Une première réunion de négociation a eu lieu début Janvier entre Syndicats de Médecins libéraux et l’UNCAM (Union Nationale des Caisses d’assurance maladies)

Toutefois, la pilule a du mal à passer, notamment auprès de syndicats ou confédérations de médecins.

Ce n'est pas en imposant des objectifs chiffrés et des contraintes nouvelles aux médecins généralistes encore en activité qu'on améliorera la prise en charge de leurs patients », a opposé MG France dans un communiqué publié le jour même. « Vouloir quantifier précisément par médecin le nombre de consultations à faire par heure (6 !) et de patients vus par un assistant médical (12 !) est contraire aux besoins personnels de chaque patient, et à l’éthique médicale », s’est, quant à elle, insurgée la CSMF (Confédération des syndicats médicaux français).

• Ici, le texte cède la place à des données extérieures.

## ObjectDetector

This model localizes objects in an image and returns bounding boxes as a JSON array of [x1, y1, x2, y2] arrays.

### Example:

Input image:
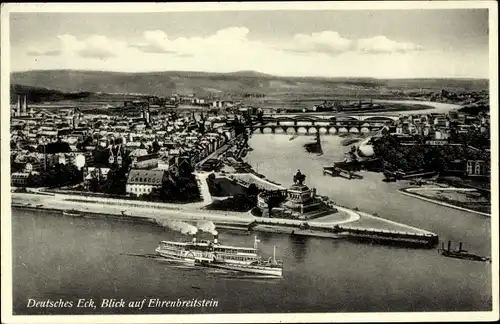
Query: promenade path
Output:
[[11, 193, 432, 235]]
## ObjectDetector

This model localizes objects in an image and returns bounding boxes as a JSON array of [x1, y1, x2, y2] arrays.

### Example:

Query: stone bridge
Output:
[[248, 115, 398, 134]]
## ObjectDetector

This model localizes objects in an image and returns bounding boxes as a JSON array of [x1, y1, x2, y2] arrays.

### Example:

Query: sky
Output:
[[10, 9, 489, 78]]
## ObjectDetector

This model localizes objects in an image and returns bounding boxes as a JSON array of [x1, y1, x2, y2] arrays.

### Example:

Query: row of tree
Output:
[[373, 135, 490, 172]]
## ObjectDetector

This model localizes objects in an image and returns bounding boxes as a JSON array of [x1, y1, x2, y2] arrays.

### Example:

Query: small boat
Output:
[[63, 209, 83, 217], [438, 241, 491, 262], [200, 247, 283, 277], [155, 236, 283, 277]]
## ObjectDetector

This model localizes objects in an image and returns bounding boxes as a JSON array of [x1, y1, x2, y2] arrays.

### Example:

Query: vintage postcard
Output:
[[1, 1, 499, 323]]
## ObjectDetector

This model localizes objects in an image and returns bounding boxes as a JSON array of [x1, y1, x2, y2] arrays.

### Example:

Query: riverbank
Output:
[[12, 189, 437, 246], [399, 188, 491, 217]]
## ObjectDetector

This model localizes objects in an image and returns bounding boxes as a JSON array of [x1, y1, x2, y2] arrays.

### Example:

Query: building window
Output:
[[475, 162, 481, 175], [467, 161, 472, 174]]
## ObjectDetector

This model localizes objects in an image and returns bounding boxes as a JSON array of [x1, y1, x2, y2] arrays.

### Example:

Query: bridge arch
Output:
[[291, 115, 318, 122], [261, 127, 273, 134], [297, 127, 307, 134]]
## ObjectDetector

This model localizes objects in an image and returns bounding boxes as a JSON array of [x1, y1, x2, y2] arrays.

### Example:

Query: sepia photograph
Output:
[[1, 1, 499, 323]]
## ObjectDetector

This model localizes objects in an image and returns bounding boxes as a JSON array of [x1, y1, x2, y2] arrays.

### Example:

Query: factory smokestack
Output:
[[23, 96, 28, 116], [16, 96, 21, 116]]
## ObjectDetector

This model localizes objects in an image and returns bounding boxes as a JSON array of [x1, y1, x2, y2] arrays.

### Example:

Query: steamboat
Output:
[[438, 241, 491, 262], [156, 236, 283, 277]]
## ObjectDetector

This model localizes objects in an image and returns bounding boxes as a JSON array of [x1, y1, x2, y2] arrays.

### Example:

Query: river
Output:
[[373, 99, 462, 115], [12, 135, 492, 314]]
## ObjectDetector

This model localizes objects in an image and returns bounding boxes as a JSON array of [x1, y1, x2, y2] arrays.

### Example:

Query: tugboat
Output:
[[63, 209, 83, 217], [438, 241, 491, 262]]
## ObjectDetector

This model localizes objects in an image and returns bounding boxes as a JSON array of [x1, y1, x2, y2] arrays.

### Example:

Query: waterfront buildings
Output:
[[126, 169, 166, 196]]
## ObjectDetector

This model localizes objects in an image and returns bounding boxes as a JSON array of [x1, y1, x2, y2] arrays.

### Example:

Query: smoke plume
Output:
[[196, 221, 219, 235]]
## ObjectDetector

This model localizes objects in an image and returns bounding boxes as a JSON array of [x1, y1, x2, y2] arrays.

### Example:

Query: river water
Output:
[[12, 134, 492, 314]]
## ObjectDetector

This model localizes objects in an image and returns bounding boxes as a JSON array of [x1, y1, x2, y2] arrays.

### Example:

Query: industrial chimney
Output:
[[23, 96, 28, 116], [16, 96, 21, 116]]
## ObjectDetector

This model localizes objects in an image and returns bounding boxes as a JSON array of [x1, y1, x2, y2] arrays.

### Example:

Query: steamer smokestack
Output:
[[16, 96, 21, 116], [22, 96, 28, 116]]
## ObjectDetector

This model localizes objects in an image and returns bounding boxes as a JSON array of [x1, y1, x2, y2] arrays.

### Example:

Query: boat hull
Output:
[[155, 249, 195, 265], [63, 211, 83, 217], [203, 262, 283, 277]]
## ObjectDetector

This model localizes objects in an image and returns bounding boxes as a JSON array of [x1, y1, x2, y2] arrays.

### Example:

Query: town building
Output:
[[126, 169, 166, 196]]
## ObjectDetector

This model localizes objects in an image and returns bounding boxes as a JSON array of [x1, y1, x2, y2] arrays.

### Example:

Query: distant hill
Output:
[[11, 70, 488, 96], [10, 84, 92, 104]]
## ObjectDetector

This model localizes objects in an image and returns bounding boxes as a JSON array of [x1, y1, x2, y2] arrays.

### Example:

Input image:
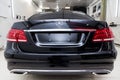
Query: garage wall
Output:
[[87, 0, 101, 20], [0, 0, 37, 48], [106, 0, 120, 43]]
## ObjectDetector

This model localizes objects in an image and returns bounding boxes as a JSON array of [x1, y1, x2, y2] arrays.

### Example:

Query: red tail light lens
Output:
[[7, 29, 27, 42], [93, 28, 114, 42]]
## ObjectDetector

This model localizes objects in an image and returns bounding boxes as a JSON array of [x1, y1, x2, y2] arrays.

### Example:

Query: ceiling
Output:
[[33, 0, 93, 9]]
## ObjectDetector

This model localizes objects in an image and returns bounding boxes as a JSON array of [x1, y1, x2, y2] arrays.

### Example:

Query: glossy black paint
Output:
[[5, 11, 117, 73]]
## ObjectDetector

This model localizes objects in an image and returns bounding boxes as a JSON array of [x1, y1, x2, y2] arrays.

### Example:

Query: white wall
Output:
[[87, 0, 101, 20], [106, 0, 120, 43], [0, 0, 36, 47]]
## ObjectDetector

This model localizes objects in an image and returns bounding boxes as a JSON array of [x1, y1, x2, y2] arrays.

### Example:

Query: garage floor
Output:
[[0, 46, 120, 80]]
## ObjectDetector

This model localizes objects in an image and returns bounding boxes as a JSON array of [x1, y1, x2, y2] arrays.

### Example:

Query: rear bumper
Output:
[[5, 51, 116, 74]]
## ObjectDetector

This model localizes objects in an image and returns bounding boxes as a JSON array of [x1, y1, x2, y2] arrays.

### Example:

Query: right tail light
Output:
[[93, 28, 114, 42]]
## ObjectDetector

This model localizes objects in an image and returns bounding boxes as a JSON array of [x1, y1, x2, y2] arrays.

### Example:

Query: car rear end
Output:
[[5, 10, 117, 74]]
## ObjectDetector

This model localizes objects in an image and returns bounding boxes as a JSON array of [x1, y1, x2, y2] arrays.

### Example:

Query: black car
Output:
[[4, 10, 117, 75]]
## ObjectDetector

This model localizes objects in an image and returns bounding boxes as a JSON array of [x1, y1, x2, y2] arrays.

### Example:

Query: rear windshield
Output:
[[29, 11, 94, 20]]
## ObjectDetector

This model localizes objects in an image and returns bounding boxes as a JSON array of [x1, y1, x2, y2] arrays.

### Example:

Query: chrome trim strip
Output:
[[24, 29, 96, 32], [29, 19, 90, 22], [10, 69, 111, 73]]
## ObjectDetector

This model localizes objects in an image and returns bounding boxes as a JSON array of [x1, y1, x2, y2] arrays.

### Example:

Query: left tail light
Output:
[[7, 29, 27, 42]]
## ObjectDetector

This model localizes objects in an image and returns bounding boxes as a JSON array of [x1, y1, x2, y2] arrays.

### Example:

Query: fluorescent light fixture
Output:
[[43, 7, 50, 9], [65, 6, 70, 9], [56, 3, 59, 11]]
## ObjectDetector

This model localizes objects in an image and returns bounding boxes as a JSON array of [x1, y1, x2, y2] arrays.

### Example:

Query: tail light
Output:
[[93, 28, 114, 42], [7, 29, 27, 42]]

En désaccord avec le statut d’assistant médical, ils ont ainsi refusé de continuer à négocier au début du mois de février 2019 mais se sont réunis en inter-syndicale (FMF, MG France, Le Bloc, SML et CSMF) afin de proposer une réponse.

 

La position de la CNAM (caisse nationale d’assurance maladie)

D’après la caisse, une augmentation de la patientèle actuelle reste indispensable et réfute donc toute vision productiviste. D’après elle, la CNAM n’a jamais proposé aux médecins de conditionner l’embauche et le financement d’un assistant médical à un nombre obligatoire de consultations par jour.

Malgré tout, la CNAM attend des médecins « une augmentation mesurable de la patientèle suivie ».

 

La proposition finale (pour le moment)

Pour rappel, les médecins libéraux reprochaient l’augmentation d’activité « obligatoire » s’ils souhaitent recruter des assistants médicaux.

Ils proposent donc que l’assistant médical puisse accompagner les médecins travaillant en coordination sous « toutes les formes de coordination, sans modèle unique », en prenant compte leur formation ainsi que les contraintes immobilières.

De plus, plutôt que d’augmenter le nombre de consultations (fixées à 6 par heure), les syndicats de médecins libéraux proposent d’augmenter le nombre de patients dont ils sont médecins traitants. Pour les autres spécialités, l’indicateur proposé est celui du « nombre de patients vus dans l’année ».